“The Legacy of Uranium Mining on Navajo Nation: an environmental impact workshop” will be hosted in Zimmerman Library on Thursday, Nov. 17 at noon in the Willard Reading Room.
The workshop is sponsored by the University Libraries’ Indigenous Nations Library Program, UNM Native American Studies and the US Environmental Protection Agency.
From 1944 to 1986, nearly 30 million tons of uranium ore was mined on or adjacent to the Navajo Nation, resulting in more than 500 abandoned uranium mines. Since 2008, the EPA and five other federal agencies invested more than $130 million to reduce the highest risks to Navajo people by conducting initial investigations at all the mines, remediating 48 contaminated structures, providing safe drinking water to 3,013 families, cleaning up groundwater at mill sites, and performing cleanup or stabilization work at nine mines.

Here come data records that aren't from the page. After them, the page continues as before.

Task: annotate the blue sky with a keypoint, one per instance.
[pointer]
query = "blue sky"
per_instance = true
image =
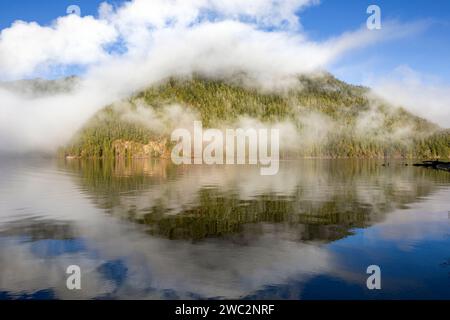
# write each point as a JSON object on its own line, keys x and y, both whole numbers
{"x": 427, "y": 52}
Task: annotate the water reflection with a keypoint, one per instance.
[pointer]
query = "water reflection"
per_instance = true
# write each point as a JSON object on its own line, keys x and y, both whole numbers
{"x": 148, "y": 229}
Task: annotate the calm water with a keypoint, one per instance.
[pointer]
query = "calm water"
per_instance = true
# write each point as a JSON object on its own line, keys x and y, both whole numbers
{"x": 150, "y": 230}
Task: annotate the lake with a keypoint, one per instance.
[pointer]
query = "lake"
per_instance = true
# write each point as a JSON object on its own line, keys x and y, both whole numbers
{"x": 147, "y": 229}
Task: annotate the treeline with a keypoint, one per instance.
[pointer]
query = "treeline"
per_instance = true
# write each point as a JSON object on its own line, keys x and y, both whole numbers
{"x": 224, "y": 101}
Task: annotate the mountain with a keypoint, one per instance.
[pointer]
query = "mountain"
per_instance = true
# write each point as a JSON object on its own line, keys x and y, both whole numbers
{"x": 319, "y": 116}
{"x": 40, "y": 87}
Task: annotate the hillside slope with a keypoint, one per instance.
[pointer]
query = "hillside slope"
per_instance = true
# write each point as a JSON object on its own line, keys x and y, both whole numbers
{"x": 320, "y": 116}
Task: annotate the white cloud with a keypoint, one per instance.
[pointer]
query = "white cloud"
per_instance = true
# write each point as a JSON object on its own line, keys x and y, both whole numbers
{"x": 157, "y": 39}
{"x": 28, "y": 47}
{"x": 421, "y": 94}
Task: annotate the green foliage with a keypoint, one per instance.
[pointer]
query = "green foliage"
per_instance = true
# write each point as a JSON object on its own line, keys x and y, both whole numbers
{"x": 225, "y": 101}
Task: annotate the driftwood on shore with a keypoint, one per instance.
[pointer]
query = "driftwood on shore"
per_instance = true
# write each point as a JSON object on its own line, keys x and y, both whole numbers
{"x": 438, "y": 165}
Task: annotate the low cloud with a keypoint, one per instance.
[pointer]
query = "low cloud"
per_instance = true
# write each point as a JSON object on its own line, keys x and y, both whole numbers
{"x": 418, "y": 93}
{"x": 139, "y": 43}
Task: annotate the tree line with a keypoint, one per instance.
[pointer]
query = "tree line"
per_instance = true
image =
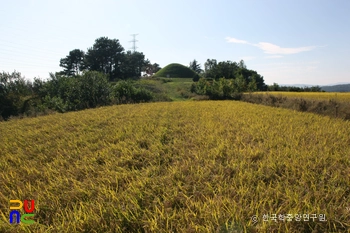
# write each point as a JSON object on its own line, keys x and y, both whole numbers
{"x": 109, "y": 57}
{"x": 225, "y": 79}
{"x": 62, "y": 93}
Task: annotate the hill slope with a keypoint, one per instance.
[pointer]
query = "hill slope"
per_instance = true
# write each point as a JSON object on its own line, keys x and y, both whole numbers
{"x": 176, "y": 167}
{"x": 175, "y": 70}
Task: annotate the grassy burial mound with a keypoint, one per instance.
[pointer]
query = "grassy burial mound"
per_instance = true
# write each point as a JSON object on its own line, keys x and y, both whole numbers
{"x": 175, "y": 70}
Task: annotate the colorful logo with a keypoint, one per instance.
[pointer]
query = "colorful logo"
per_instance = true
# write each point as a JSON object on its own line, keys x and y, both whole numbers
{"x": 15, "y": 215}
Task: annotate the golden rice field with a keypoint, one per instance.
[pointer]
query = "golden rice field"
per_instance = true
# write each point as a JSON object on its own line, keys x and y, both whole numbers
{"x": 209, "y": 166}
{"x": 338, "y": 96}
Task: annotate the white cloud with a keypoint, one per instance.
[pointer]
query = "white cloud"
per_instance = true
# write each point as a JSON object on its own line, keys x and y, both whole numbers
{"x": 274, "y": 56}
{"x": 247, "y": 58}
{"x": 269, "y": 48}
{"x": 275, "y": 49}
{"x": 234, "y": 40}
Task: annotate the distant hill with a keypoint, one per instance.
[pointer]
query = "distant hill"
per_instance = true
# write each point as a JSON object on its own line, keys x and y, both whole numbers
{"x": 175, "y": 70}
{"x": 337, "y": 88}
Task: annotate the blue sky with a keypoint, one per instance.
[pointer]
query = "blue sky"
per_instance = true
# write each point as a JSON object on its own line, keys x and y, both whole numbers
{"x": 286, "y": 41}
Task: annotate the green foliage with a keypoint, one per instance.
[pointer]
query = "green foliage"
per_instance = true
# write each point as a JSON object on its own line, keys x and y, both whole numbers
{"x": 218, "y": 89}
{"x": 62, "y": 93}
{"x": 132, "y": 64}
{"x": 73, "y": 64}
{"x": 13, "y": 90}
{"x": 175, "y": 70}
{"x": 195, "y": 66}
{"x": 276, "y": 87}
{"x": 233, "y": 70}
{"x": 106, "y": 56}
{"x": 125, "y": 92}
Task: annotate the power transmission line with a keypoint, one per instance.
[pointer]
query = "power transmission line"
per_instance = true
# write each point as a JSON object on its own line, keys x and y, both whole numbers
{"x": 134, "y": 42}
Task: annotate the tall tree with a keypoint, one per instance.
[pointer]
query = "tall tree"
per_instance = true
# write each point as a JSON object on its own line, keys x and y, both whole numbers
{"x": 132, "y": 64}
{"x": 195, "y": 66}
{"x": 73, "y": 64}
{"x": 106, "y": 55}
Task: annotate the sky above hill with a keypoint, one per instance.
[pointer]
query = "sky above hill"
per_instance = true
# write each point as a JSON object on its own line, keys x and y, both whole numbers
{"x": 287, "y": 42}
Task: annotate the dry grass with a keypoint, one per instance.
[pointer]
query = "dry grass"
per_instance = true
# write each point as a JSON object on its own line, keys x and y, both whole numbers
{"x": 337, "y": 96}
{"x": 176, "y": 167}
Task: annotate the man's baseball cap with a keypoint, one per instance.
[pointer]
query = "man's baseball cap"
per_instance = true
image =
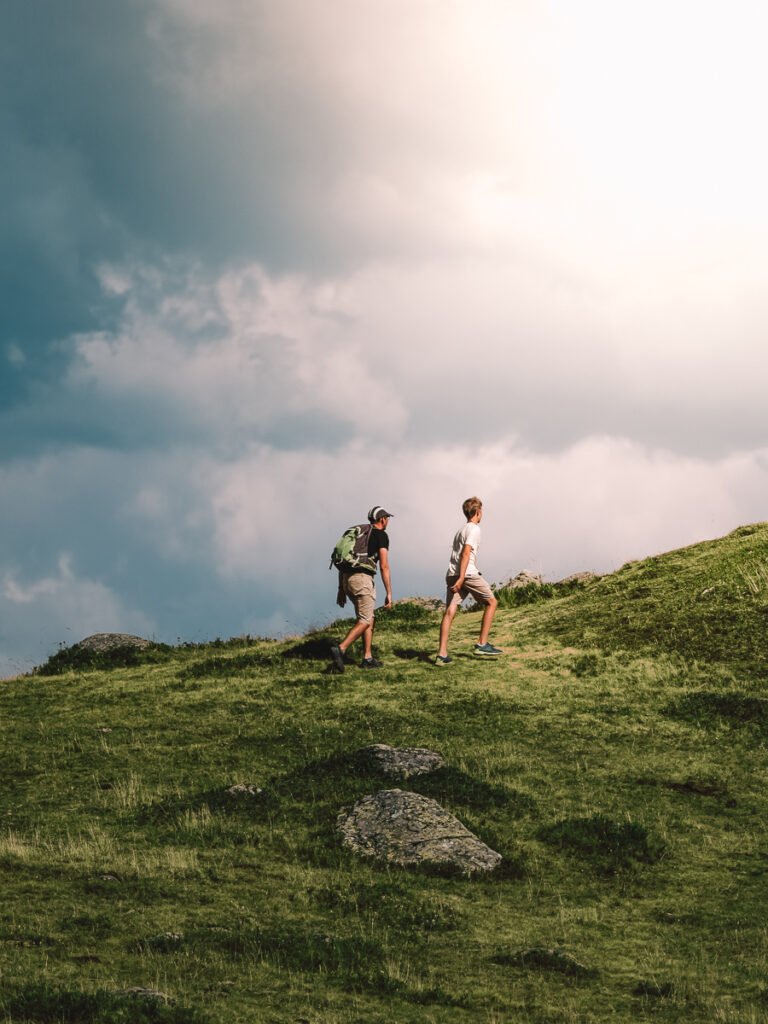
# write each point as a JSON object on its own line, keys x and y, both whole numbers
{"x": 378, "y": 512}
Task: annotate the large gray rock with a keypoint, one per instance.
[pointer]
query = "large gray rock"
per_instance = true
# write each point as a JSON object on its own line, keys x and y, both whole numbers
{"x": 409, "y": 829}
{"x": 400, "y": 762}
{"x": 109, "y": 641}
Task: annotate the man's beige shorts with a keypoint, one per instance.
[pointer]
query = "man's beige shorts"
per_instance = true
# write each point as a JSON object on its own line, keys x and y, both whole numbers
{"x": 360, "y": 589}
{"x": 474, "y": 586}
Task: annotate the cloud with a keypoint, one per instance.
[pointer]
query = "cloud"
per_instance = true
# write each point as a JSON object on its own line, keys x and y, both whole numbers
{"x": 266, "y": 264}
{"x": 57, "y": 609}
{"x": 471, "y": 350}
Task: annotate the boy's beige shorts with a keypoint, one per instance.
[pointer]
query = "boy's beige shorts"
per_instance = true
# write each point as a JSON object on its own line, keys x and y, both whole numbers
{"x": 360, "y": 589}
{"x": 475, "y": 586}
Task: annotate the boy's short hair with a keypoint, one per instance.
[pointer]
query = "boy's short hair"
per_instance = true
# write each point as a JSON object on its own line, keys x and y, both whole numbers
{"x": 471, "y": 506}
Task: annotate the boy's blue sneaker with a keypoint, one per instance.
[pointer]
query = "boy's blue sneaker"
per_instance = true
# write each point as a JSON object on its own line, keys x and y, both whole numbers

Michele Dineyazhe, Remedial project manager, and Elsa Johnson, Community Involvement coordinator, from United States Environmental Protection Agency (USEPA), will present case studies and moderate a discussion on the legacy of uranium mining on Navajo Nation.
USEPA along with Navajo Nation Environmental Protection Agency work together to investigate and cleanup the 523 abandoned uranium mines on Navajo Nation.